Le fraudeur a envoyé un faux spécimen de chèque de la Banque Scotia à l’emballeur, alors que les Vergers MJ Bourdeau font plutôt affaire avec la Caisse Desjardins.

De plus en plus fréquent

Un expert en cybersécurité, Benoît Dupont, affirme que plusieurs autres cas identiques se sont produits au Québec, impliquant parfois la perte de millions de dollars, en un seul virement. « Ça arrive dans beaucoup de domaines, entre autres immobilier ou juridique, dans lesquels vous avez des fournisseurs qui entretiennent des relations d’affaires avec des clients. Les fraudeurs s’immiscent entre les deux et ils détournent de l’argent. Des fois, ils envoient des factures à payer en se basant sur des relations existantes », explique le professeur titulaire à l’École de criminologie de l’Université de Montréal et titulaire de la Chaire de recherche du Canada en cyberrésilience.

Or, ce genre de stratagème sera de plus en plus fréquent, selon lui, dans des secteurs a priori moins ciblés, comme l’agriculture. « Étant donné qu’on utilise la technologie partout, maintenant, tout le monde est à risque. »

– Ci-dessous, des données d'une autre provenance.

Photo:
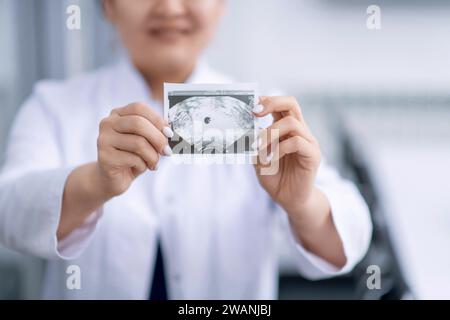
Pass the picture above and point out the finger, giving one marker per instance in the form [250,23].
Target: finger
[125,159]
[140,126]
[143,110]
[137,145]
[281,129]
[279,106]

Pomiculteur, avocat d’affaires ou banquier, les fraudeurs ciblent tout le monde, tous les gens de qui ils peuvent recevoir de l’argent, y compris dans les secteurs d’activités qui se sentent protégés face à cette nouvelle réalité.

Benoît Dupont

Il recommande aux agriculteurs et à leurs acheteurs d’intégrer à leurs procédures des vérifications par téléphone de l’identité des personnes avec lesquelles ils échangent des courriels avant tout virement bancaire.

« Il ne faut pas appeler au numéro de téléphone qui figure sur le courriel, mais à un numéro de téléphone qui a été vérifié au préalable auprès du fournisseur. Ce qu’on essaie d’éviter, c’est que tout dépende uniquement des échanges de courriels », spécifie-t-il.  Ces mesures de sécurité sont plus pertinentes que jamais en 2024, insiste l’expert, même si elles ralentissent les procédures.